04/19/2024

Manufacturing jobs are returning to some places. But these jobs are different.

The nation shed manufacturing jobs at a steady pace over most of the last quarter century. A combination of trade deals, automation and economic recessions sent the number of manufacturing jobs plummeting, with 6 million jobs being lost by 2011.

But since then, about half a million jobs have been regained.

They’re not the same jobs that left. They’re not coming back everywhere, or even in the same places where jobs were lost. The map of where products are made in this country is being redrawn.

The nation’s biggest cities show the biggest manufacturing job losses.

Across the Northeast and in urban centers like Los Angeles and Dallas, only one county in seven has seen factory jobs increase since 2011. Manufacturing does tend to account for a relatively small share of big city jobs, typically about 10 percent or less.

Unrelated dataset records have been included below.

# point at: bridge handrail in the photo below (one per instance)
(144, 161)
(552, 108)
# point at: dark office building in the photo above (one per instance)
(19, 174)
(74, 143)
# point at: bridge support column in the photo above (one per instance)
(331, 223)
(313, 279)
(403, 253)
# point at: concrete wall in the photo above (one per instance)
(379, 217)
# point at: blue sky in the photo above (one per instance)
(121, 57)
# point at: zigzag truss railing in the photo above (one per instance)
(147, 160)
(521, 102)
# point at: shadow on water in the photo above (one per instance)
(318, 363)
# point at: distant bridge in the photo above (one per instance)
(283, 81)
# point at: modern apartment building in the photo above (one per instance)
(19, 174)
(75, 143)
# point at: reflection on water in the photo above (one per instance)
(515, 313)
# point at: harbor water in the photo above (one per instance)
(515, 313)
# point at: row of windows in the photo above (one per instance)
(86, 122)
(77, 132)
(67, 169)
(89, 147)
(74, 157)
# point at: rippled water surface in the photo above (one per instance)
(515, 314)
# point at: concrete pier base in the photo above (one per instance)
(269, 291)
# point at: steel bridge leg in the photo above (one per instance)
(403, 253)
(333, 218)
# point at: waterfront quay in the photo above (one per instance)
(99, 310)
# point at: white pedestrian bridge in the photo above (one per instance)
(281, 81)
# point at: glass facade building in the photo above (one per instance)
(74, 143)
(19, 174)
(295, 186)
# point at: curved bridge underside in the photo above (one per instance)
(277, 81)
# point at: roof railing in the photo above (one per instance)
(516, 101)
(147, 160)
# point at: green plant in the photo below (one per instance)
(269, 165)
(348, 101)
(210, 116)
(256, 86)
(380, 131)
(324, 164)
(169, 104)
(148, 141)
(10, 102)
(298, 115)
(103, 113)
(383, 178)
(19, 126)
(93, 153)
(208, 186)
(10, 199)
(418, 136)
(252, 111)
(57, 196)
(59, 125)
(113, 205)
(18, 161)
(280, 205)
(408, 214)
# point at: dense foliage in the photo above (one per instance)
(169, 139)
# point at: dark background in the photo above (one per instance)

Across the rest of the more than 2,600 counties with factory jobs, manufacturing employment grew in more than one-third. There are more than 330 counties where factory jobs are up more than 20 percent since 2008.

Prince George’s County, Md. lost 4,716 manufacturing jobs, a 32 percent loss, from 1990 to 2008. The county lost an additional 2,817 jobs, a 29 percent loss, from 2008 to 2015.

Not all manufacturing jobs are created equal

Some jobs are unlikely to come back, no matter what.

Jobs in the knitting and cut-and-sew operations of clothing manufacturers, for example, amount to only one-seventh of 1990’s workforce. For the textile mills that make fiber and fabrics, it’s one-fourth.